[SOLVED] Falcon vs Wandisco Non-stop

Falcon vs Wandisco Non-stop

Use case is: I need to copy all my data from a HDFS cluster to another cluster with the same set up of masters and slaves and I will release the previous cluster and start running my jobs in the new cluster.

I have read about Apache Falcon and Wandisco non-stop Hadoop which helps in this mirroring. But I'm not sure of other advantages they offer when I have them as part of my eco system (which will be more advantageous? - It will depend on my use case but I want to know if there are any in particular). Can an analogy of Falcon vs Wandisco be provided, depending on your experience with them?

Solution

(Disclaimer: I work at WANdisco.)

My view is that the products are complementary. Falcon does a lot of things besides data transfer, like setting up data workflow stages. WANdisco's products do active-active data replication (which means that data can be used equivalently from both the source and target clusters).

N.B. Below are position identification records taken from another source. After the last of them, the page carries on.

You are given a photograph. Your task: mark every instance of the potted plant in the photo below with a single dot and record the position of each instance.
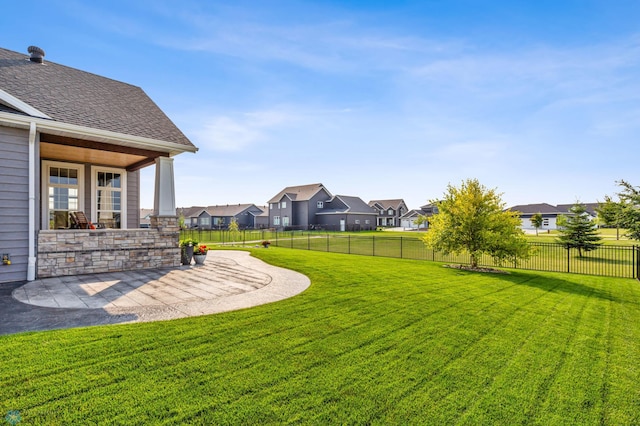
(186, 250)
(200, 254)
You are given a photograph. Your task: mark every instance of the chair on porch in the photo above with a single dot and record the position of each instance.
(79, 220)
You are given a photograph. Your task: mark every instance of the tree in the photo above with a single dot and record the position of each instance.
(473, 219)
(630, 210)
(610, 214)
(579, 231)
(536, 221)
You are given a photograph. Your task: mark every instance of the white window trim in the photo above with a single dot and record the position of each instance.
(46, 165)
(123, 197)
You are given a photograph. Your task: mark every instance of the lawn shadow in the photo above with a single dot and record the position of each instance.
(555, 284)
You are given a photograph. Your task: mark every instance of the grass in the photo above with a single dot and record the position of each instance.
(372, 341)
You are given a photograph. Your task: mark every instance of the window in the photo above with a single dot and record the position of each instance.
(63, 185)
(109, 197)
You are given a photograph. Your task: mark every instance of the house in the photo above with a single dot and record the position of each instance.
(262, 220)
(591, 209)
(346, 213)
(313, 206)
(390, 211)
(219, 217)
(409, 220)
(549, 214)
(72, 141)
(295, 207)
(145, 218)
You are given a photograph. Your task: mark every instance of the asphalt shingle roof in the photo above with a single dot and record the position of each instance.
(81, 98)
(299, 193)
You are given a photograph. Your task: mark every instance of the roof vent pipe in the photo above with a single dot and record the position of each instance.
(37, 54)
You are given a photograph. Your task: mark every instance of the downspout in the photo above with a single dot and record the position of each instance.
(31, 265)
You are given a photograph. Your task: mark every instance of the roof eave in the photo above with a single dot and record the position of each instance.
(97, 135)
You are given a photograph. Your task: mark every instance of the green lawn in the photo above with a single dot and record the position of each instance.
(372, 341)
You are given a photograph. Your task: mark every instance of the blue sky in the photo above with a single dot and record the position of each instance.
(539, 99)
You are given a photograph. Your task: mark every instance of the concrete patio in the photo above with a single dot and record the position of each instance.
(228, 280)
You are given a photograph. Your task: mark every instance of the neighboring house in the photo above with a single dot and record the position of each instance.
(219, 217)
(313, 206)
(72, 141)
(347, 213)
(262, 219)
(591, 209)
(390, 212)
(145, 218)
(549, 215)
(190, 215)
(295, 207)
(408, 221)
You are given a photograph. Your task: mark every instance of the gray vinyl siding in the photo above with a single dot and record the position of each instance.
(14, 202)
(133, 199)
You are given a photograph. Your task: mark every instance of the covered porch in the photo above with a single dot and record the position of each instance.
(101, 179)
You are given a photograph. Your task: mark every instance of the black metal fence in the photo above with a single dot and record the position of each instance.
(607, 260)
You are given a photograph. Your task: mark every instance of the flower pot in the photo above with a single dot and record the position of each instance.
(186, 254)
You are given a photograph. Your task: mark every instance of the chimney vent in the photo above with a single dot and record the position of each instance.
(37, 54)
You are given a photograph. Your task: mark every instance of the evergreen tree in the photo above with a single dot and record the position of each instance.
(610, 214)
(579, 232)
(630, 200)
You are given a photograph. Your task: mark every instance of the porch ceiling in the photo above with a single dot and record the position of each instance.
(75, 150)
(85, 155)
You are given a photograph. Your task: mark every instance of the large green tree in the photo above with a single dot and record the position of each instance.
(473, 219)
(579, 231)
(630, 200)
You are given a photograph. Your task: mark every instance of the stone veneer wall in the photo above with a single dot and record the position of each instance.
(82, 251)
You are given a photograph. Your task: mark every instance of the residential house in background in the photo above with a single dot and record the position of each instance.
(390, 212)
(346, 213)
(314, 207)
(591, 209)
(295, 207)
(549, 213)
(145, 218)
(219, 217)
(73, 141)
(409, 220)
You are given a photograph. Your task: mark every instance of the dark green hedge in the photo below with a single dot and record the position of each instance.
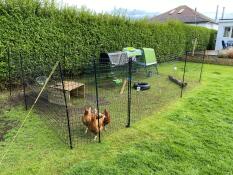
(42, 32)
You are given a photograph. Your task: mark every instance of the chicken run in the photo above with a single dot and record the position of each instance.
(101, 98)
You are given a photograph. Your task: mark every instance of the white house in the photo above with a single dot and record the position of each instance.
(225, 34)
(187, 15)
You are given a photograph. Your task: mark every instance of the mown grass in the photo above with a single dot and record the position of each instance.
(193, 135)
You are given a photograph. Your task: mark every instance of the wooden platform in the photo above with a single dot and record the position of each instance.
(72, 89)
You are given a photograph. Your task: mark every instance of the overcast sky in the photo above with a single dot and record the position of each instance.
(207, 7)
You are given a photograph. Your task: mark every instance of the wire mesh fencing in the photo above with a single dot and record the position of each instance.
(95, 99)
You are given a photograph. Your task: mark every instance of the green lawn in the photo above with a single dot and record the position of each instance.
(193, 135)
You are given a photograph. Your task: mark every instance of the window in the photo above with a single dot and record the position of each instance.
(227, 31)
(180, 11)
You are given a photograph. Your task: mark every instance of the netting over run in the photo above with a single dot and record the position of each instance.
(104, 87)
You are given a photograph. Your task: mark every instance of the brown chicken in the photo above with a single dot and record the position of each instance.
(90, 120)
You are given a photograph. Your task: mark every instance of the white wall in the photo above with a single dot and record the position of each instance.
(222, 25)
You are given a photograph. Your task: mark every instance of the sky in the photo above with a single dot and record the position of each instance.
(151, 7)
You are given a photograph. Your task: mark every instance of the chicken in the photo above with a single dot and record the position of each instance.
(90, 120)
(107, 118)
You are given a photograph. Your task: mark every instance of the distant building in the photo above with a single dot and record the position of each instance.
(187, 15)
(225, 34)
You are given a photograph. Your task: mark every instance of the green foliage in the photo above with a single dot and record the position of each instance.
(42, 31)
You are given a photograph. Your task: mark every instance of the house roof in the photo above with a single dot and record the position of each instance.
(183, 13)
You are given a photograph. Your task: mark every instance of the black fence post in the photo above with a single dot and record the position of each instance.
(97, 96)
(66, 106)
(129, 91)
(23, 80)
(9, 69)
(202, 64)
(184, 71)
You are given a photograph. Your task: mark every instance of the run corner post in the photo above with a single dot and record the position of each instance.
(97, 96)
(9, 68)
(202, 64)
(23, 80)
(66, 106)
(184, 71)
(129, 91)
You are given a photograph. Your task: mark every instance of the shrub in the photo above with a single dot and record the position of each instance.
(41, 32)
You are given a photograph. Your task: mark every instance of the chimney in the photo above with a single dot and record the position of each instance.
(223, 11)
(216, 16)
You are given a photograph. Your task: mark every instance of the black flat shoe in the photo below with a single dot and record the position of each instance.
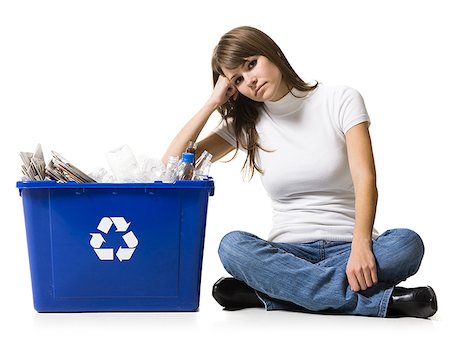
(233, 294)
(412, 302)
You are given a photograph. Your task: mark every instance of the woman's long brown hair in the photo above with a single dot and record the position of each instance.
(231, 52)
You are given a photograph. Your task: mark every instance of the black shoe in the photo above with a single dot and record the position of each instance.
(414, 302)
(233, 294)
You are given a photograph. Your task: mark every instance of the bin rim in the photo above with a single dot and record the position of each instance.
(52, 184)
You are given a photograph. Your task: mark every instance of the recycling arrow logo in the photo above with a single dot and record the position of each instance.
(122, 253)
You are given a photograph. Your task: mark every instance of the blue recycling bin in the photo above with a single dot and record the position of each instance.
(115, 247)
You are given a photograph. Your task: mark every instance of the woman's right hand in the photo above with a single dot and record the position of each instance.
(223, 91)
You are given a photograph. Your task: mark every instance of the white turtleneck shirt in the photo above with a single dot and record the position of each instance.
(306, 173)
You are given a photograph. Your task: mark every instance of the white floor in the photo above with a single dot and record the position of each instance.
(18, 315)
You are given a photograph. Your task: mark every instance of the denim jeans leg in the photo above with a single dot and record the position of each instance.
(283, 276)
(289, 279)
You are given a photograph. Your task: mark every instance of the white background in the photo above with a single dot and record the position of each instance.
(84, 77)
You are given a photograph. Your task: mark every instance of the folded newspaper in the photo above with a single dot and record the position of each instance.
(58, 168)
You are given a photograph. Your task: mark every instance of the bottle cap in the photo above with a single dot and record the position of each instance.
(187, 157)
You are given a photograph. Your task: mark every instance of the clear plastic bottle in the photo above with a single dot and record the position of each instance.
(170, 175)
(202, 166)
(191, 148)
(186, 168)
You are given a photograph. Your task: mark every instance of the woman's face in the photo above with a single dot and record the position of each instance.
(258, 79)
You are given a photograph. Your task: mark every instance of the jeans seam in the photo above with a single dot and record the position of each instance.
(382, 310)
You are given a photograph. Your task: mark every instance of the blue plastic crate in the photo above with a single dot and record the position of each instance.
(115, 247)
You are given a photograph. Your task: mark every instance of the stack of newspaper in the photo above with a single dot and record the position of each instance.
(58, 168)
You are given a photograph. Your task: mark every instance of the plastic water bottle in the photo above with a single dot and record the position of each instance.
(186, 169)
(202, 166)
(191, 147)
(170, 175)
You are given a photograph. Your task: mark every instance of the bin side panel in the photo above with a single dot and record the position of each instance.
(152, 269)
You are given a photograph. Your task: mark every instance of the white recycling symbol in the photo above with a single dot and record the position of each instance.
(123, 253)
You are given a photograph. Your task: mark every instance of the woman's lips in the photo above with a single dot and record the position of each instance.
(258, 90)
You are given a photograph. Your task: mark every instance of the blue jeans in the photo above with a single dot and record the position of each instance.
(310, 277)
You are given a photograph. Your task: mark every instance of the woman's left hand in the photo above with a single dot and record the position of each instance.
(361, 267)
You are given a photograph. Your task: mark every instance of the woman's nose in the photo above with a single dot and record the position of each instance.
(249, 79)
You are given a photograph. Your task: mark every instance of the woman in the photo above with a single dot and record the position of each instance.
(312, 147)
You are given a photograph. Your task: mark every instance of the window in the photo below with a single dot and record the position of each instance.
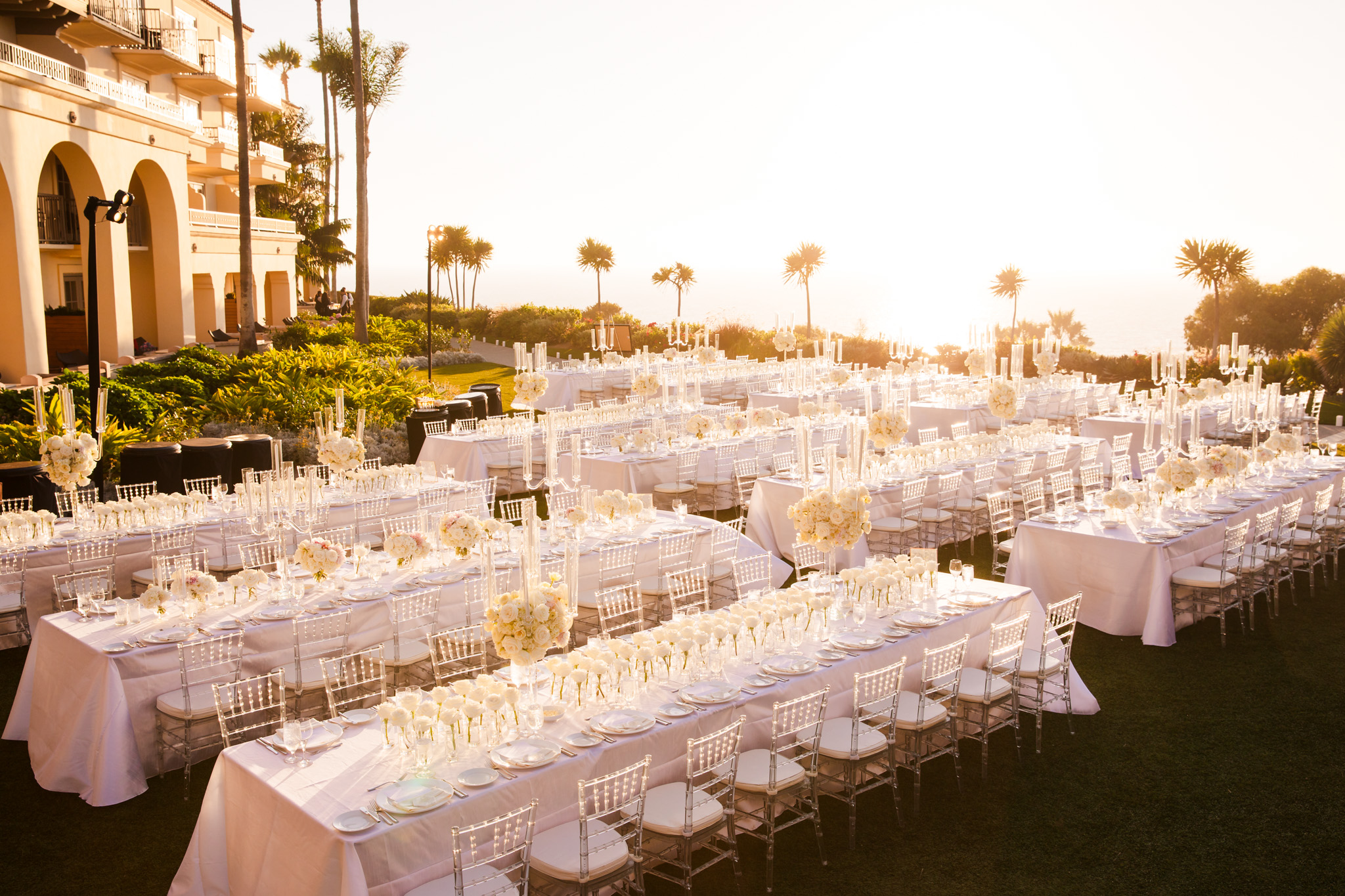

In your use case, if you use Falcon then you're actually using DistCP to copy data to your new cluster. You might do an initial transfer to get the bulk of the data over, and then at some point you need to do a final cutover to pick up all the deltas, and then you can let applications run on the new cluster.

If you did the data transfer with WANdisco's products, you could use both clusters at the same time as the replication engine coordinates the changes using a Paxos algorithm. That might make an incremental migration easier.

Other scenarios where you'll notice a difference between a continuous active-active replication compared to DistCP are things like backup and disaster recovery and ingesting into multiple data centers. Hope that helps.